What is a cane, a walker, a wheelchair? Sign? symbol? marker? indicator? signifier?

I got on a bus yesterday, panting as I struggled up the three steps in.  It was full.  Aside from the fact that I was clinging to a pole and gasping for breath, I apparently appeared able-bodied (whatever the hell that might mean) to the people sitting at the front of the bus.

Above their seats, signs glued to the windows: "Please give this seat to an elderly or disabled person."  One of the letters, I can't remember which one, is replaced by a heart, whose cuteness at that moment was too precious.

The sitters all looked pretty able-bodied to me, but who knows?

Nobody stood.

Is walking down the street a major life activity?
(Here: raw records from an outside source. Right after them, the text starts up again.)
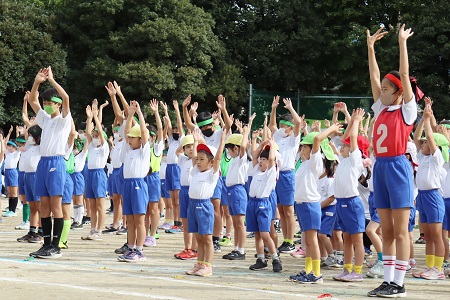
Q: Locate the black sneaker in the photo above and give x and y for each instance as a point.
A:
(122, 249)
(286, 247)
(373, 293)
(276, 265)
(259, 265)
(393, 290)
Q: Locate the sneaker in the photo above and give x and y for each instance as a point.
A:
(377, 271)
(216, 247)
(25, 238)
(23, 226)
(311, 278)
(150, 241)
(433, 274)
(50, 252)
(276, 265)
(373, 293)
(9, 214)
(299, 253)
(392, 291)
(111, 230)
(286, 247)
(340, 276)
(194, 269)
(122, 249)
(352, 277)
(259, 265)
(204, 271)
(225, 241)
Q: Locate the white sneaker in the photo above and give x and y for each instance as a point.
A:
(23, 226)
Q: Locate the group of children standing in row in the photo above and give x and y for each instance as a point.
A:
(248, 180)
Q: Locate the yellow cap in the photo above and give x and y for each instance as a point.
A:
(135, 131)
(187, 140)
(235, 139)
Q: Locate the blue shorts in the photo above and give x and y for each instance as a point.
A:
(237, 199)
(309, 215)
(393, 182)
(218, 189)
(285, 188)
(96, 184)
(224, 193)
(446, 223)
(328, 220)
(11, 177)
(78, 183)
(351, 216)
(273, 203)
(21, 183)
(173, 177)
(135, 196)
(50, 176)
(184, 201)
(431, 206)
(200, 216)
(258, 215)
(30, 194)
(372, 210)
(154, 187)
(68, 190)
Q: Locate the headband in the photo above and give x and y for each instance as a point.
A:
(284, 122)
(205, 122)
(394, 80)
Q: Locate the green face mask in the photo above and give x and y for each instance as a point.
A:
(50, 109)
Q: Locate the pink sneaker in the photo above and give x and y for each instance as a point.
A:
(433, 274)
(204, 271)
(299, 253)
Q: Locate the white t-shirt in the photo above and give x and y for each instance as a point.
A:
(202, 183)
(262, 183)
(430, 173)
(347, 174)
(237, 170)
(306, 179)
(136, 162)
(185, 164)
(326, 189)
(55, 133)
(98, 156)
(288, 148)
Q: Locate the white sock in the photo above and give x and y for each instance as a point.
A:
(400, 271)
(389, 267)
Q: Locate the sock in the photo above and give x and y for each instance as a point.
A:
(26, 213)
(357, 269)
(400, 271)
(65, 232)
(308, 265)
(389, 267)
(47, 230)
(438, 260)
(316, 266)
(429, 259)
(380, 256)
(57, 230)
(348, 267)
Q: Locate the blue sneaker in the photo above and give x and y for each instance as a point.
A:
(311, 278)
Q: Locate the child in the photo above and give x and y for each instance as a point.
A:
(51, 170)
(396, 111)
(205, 174)
(432, 156)
(136, 163)
(259, 212)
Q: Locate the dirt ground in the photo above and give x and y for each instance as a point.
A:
(90, 270)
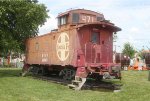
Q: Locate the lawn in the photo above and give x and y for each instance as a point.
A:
(136, 87)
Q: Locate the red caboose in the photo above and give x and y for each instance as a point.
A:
(82, 44)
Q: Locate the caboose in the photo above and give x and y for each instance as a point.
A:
(81, 47)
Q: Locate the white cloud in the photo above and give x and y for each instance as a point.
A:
(134, 30)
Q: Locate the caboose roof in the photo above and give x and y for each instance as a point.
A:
(102, 25)
(78, 10)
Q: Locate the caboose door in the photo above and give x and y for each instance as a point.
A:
(92, 48)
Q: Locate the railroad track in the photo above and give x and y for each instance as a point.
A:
(89, 85)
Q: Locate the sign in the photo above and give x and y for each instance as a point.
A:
(62, 46)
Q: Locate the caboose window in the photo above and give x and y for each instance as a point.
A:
(75, 18)
(95, 37)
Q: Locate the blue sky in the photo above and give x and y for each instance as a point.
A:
(133, 16)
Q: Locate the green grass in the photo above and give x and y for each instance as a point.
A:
(136, 87)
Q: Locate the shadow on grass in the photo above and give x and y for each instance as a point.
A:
(10, 72)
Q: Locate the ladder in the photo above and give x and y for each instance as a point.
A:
(77, 83)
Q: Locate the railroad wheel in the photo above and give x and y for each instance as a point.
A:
(67, 74)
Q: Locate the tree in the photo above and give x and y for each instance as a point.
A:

Climbing a set of stairs?  I think so.  I'm impaired in my ability to do these things, today.  Doc is on deck for this afternoon, which means two more bus trips, each punctuated by a change of buses, so four buses in all.

On the outbound leg of the trip (retrieving The Offspring from Hebrew school), the bus had been empty, and I had a seat.  I wondered: if someone came in with a walker, a cane, some other physical object denoting impairment, would I be obliged to give up my seat?  I moved farther back in the bus to avoid the problem.
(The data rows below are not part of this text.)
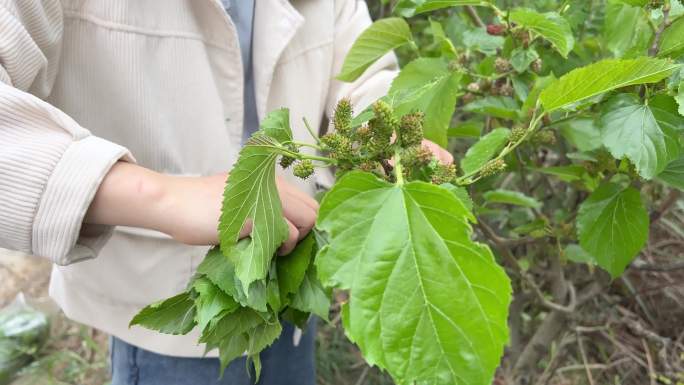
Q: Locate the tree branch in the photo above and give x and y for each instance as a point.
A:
(474, 16)
(656, 41)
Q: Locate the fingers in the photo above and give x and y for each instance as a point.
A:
(291, 241)
(298, 208)
(246, 229)
(285, 187)
(441, 154)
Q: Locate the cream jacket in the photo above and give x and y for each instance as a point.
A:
(86, 83)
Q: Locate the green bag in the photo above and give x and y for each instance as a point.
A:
(23, 331)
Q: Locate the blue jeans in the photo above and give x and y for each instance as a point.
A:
(283, 364)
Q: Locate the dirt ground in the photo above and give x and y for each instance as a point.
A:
(77, 355)
(632, 333)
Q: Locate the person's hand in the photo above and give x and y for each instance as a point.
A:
(441, 154)
(186, 208)
(197, 202)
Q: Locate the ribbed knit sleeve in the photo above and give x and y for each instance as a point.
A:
(50, 166)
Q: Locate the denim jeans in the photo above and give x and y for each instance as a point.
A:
(283, 364)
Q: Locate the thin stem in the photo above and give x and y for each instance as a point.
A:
(308, 128)
(656, 40)
(296, 155)
(472, 13)
(398, 170)
(467, 178)
(318, 158)
(304, 144)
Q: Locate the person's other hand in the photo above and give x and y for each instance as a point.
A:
(186, 208)
(199, 201)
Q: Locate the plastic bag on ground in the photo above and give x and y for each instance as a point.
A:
(23, 331)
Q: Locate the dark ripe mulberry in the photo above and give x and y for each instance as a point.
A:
(444, 173)
(493, 167)
(411, 129)
(536, 65)
(369, 166)
(496, 29)
(303, 169)
(286, 161)
(468, 97)
(505, 90)
(517, 133)
(502, 65)
(342, 116)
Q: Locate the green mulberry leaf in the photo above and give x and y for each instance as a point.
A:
(512, 198)
(221, 271)
(673, 174)
(437, 101)
(377, 40)
(629, 129)
(251, 194)
(311, 297)
(672, 40)
(408, 8)
(210, 302)
(612, 225)
(292, 268)
(175, 315)
(551, 26)
(498, 106)
(482, 151)
(603, 76)
(427, 303)
(626, 42)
Impairment is impairment, whether temporary or permanent, whether caused by illness or injury.  I've had to invoke the ADA in order to obtain accommodations in my working conditions, in the past.

I feel sort of fraudulent about it: two days ago, I was riding a bike; today I'm flattened.  But two days ago I knew today might come.  And today, I don't know how long this will last, how weakened I will be before I can ride a bike again.

Wrestling.  Despair comes, but I can feint, or beat it away with my fists.  The wrenching of sense of self that comes when I think of myself as disabled... more difficult  I started the first draft of this post with a reference to "crip days." I tried to fling out the clipped term for humor, defiance, denial.  Didn't work.